Bien avant encore, en 2003, au moment de l’instauration d’un délai de trois mois (alors qu’aucune condition de délai n’était prévue auparavant), le Conseil constitutionnel a considéré que « le législateur a pu, sans méconnaître le principe d’égalité, écarter de l’aide médicale de l’État, tout en leur maintenant le bénéfice des soins urgents, les étrangers qui sont en France depuis moins de trois mois » (Conseil constitutionnel, 29 décembre 2003).

Quid de la suppression ?

Les quelques décisions du Conseil constitutionnel dont nous disposons permettent de tirer certains enseignements : d’abord, la suppression de l’aide d’urgence, autrement dit en cas de péril, serait clairement contraire à la Constitution.

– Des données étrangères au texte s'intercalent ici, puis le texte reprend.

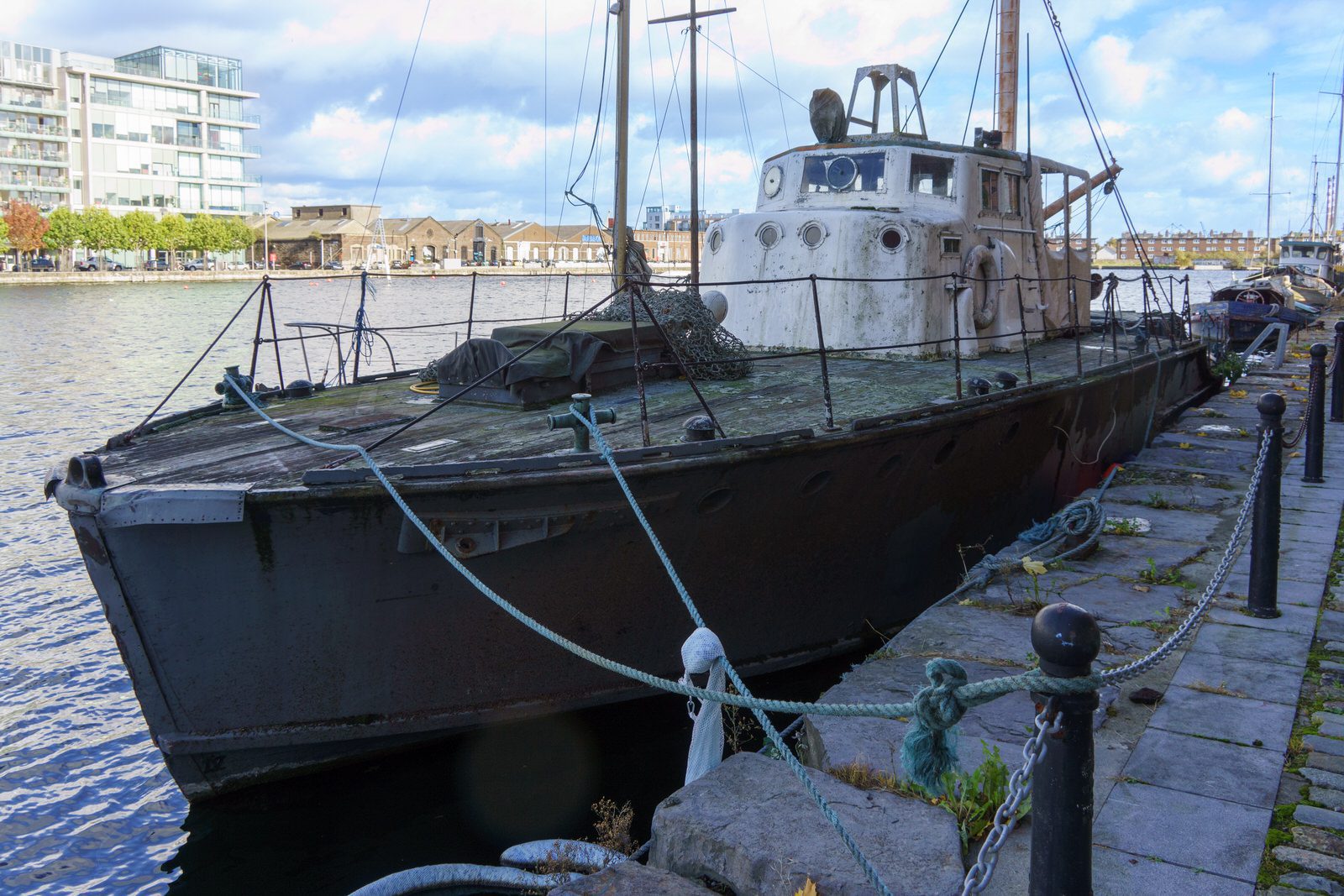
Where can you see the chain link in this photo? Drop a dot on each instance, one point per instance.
(1019, 788)
(1301, 426)
(1139, 667)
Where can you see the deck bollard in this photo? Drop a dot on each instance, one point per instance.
(1068, 640)
(1337, 376)
(1263, 593)
(1316, 417)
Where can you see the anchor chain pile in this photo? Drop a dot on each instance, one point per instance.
(927, 752)
(696, 338)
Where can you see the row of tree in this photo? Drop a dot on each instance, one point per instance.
(97, 230)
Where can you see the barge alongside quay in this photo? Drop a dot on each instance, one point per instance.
(279, 613)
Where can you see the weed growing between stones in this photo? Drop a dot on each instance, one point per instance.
(972, 797)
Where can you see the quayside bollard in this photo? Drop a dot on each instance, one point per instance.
(1337, 376)
(1068, 640)
(1263, 594)
(1316, 417)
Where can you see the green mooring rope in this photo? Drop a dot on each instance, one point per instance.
(929, 747)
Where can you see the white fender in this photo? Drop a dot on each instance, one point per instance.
(983, 268)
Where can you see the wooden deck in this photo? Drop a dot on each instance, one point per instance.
(781, 394)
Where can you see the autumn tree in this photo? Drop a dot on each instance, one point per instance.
(27, 226)
(172, 234)
(141, 230)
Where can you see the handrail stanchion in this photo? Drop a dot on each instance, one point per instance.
(822, 347)
(360, 318)
(261, 316)
(1337, 376)
(1316, 417)
(1068, 640)
(956, 333)
(638, 365)
(1073, 302)
(1263, 593)
(1021, 316)
(470, 308)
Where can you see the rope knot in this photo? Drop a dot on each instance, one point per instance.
(929, 748)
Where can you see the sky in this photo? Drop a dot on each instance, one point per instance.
(501, 109)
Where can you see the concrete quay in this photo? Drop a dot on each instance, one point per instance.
(1233, 783)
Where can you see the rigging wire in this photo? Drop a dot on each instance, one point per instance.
(575, 134)
(774, 62)
(378, 183)
(925, 85)
(1099, 140)
(743, 100)
(974, 87)
(784, 94)
(658, 139)
(658, 136)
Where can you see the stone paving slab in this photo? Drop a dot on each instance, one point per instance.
(1269, 681)
(1294, 618)
(1184, 829)
(1287, 647)
(750, 825)
(1193, 497)
(1206, 768)
(1120, 873)
(1253, 723)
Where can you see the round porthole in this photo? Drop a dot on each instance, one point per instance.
(816, 483)
(944, 453)
(714, 501)
(772, 181)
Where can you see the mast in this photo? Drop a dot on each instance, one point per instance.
(1007, 85)
(696, 149)
(1339, 145)
(622, 139)
(1269, 188)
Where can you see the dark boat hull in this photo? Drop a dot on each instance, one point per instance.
(312, 631)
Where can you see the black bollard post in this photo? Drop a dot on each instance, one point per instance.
(1068, 640)
(1263, 594)
(1316, 417)
(1337, 378)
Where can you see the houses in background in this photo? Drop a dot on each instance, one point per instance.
(360, 235)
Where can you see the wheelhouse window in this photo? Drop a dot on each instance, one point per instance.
(990, 190)
(931, 175)
(858, 172)
(1000, 192)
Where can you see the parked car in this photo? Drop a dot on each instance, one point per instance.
(98, 264)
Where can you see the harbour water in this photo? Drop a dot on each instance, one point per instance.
(85, 802)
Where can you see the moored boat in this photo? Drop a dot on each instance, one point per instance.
(279, 613)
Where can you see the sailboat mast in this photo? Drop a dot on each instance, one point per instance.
(1269, 190)
(622, 139)
(1007, 83)
(696, 165)
(1339, 148)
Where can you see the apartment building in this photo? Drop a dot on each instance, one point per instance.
(161, 129)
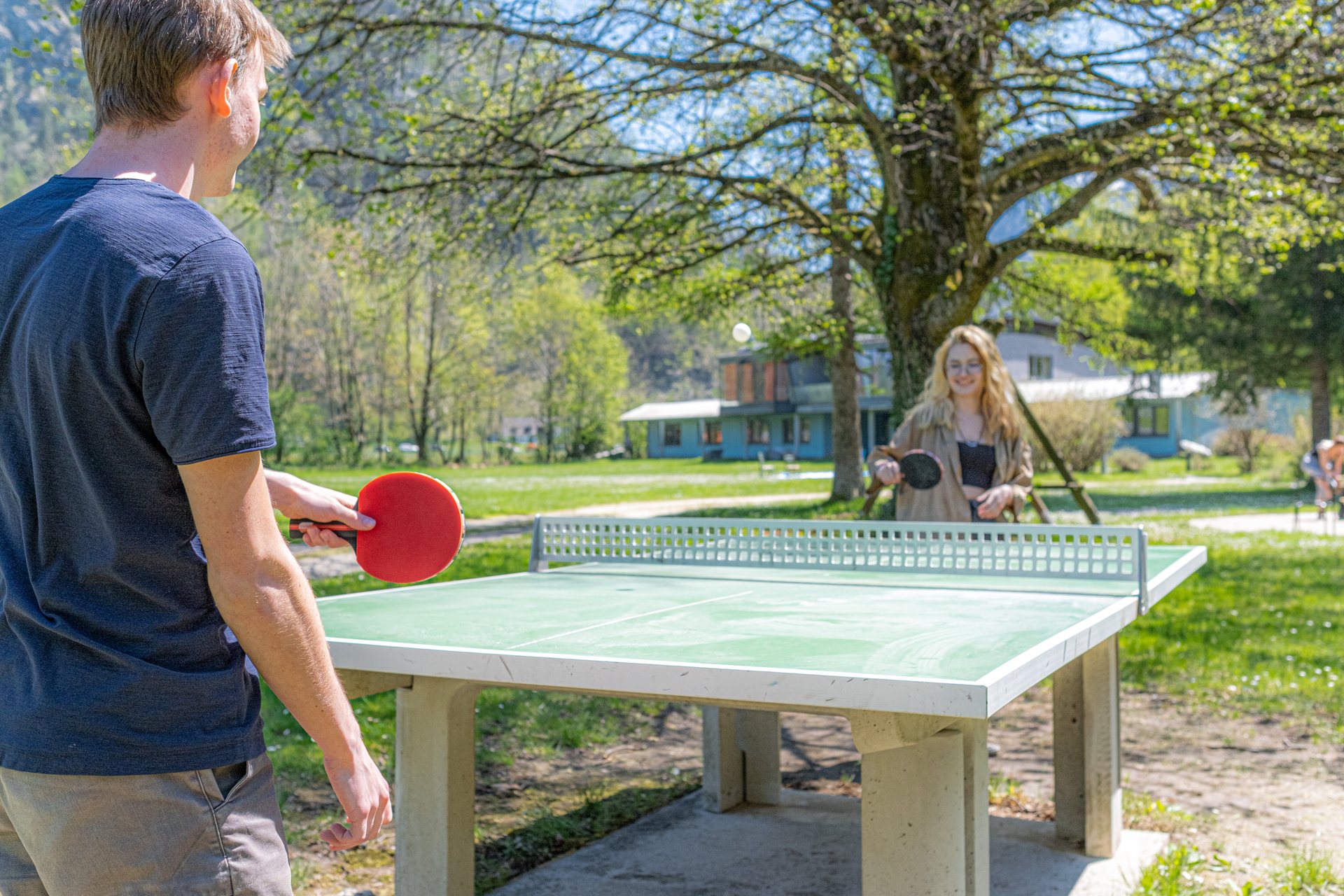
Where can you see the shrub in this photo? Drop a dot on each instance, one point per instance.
(1242, 441)
(1129, 460)
(1082, 431)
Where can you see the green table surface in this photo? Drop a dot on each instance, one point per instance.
(952, 628)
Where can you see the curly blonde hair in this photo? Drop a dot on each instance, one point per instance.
(996, 400)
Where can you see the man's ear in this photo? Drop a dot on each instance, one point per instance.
(219, 80)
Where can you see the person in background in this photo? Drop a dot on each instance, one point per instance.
(967, 416)
(1324, 465)
(140, 562)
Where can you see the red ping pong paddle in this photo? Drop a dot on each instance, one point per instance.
(419, 533)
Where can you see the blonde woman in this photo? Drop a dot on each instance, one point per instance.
(967, 416)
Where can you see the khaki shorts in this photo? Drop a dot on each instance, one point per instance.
(214, 832)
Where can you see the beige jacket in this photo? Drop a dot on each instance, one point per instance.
(946, 503)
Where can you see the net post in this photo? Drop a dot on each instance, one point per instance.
(1142, 566)
(537, 559)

S’agissant des autres soins, non urgents, certaines restrictions sont admises : délais de résidence, sélection d’un « panier de soins » éligibles, et même paiement d’un forfait limité. Le Conseil constitutionnel a jugé que ces restrictions au droit à la protection de la santé n’était pas « disproportionnées » au regard des objectifs poursuivis, à savoir éviter les fraudes et réduire les dépenses.

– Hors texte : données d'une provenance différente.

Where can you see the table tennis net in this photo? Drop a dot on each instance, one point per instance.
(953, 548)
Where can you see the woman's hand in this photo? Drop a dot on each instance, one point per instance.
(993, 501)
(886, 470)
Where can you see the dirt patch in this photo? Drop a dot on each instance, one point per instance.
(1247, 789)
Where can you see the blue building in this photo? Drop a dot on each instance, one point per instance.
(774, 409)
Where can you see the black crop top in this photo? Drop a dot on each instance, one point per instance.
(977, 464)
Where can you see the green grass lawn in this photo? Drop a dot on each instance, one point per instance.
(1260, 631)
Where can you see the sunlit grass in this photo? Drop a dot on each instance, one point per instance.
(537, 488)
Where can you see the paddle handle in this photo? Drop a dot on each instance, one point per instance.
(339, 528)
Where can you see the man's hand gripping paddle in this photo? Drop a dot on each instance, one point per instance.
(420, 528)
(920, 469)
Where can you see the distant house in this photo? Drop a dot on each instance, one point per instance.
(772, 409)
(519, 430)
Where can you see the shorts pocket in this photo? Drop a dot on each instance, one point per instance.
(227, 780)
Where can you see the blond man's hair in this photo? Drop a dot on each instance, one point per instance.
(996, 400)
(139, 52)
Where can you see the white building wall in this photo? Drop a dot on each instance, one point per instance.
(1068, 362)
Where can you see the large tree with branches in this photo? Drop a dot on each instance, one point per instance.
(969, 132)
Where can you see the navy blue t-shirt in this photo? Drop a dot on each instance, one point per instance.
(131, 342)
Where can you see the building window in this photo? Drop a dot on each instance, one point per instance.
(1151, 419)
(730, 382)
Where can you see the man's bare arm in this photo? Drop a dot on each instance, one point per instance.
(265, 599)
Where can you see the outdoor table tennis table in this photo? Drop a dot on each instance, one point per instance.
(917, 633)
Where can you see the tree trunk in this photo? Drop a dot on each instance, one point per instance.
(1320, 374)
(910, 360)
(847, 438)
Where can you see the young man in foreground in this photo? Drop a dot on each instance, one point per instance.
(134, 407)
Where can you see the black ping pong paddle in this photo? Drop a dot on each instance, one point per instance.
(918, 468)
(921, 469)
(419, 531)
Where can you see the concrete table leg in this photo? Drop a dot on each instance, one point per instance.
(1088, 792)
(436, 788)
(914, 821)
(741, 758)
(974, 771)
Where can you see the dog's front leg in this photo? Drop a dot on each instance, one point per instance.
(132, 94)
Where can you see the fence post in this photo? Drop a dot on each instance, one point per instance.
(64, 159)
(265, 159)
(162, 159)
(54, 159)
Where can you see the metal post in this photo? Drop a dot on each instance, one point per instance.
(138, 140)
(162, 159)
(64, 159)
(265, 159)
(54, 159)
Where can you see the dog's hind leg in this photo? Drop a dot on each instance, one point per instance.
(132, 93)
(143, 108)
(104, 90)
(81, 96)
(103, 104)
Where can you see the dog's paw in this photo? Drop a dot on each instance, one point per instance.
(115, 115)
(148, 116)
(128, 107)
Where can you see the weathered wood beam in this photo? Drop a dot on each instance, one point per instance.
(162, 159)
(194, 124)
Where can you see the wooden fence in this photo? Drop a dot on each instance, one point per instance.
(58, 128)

Reste à savoir quelle serait la ligne rouge. Un délai de cinq ans, par exemple, a été récemment censuré par le Conseil constitutionnel s’agissant de l’accès à certaines allocations (décision du 25 janvier 2024). Entre neuf mois (admissible pour des soins) et cinq ans (trop long pour des aides sociales), quelle serait la fourchette admise ? Et sur quel panier de soins non urgents ? Ce sera, éventuellement, au Conseil constitutionnel d’en décider.

Autre solution : modifier directement la Constitution (en particulier le préambule de 1946) en réservant la protection de la santé aux Français et résidents réguliers. Sous réserve de ce qu’en dirait la Cour européenne des droits de l’Homme, mais c’est une autre histoire.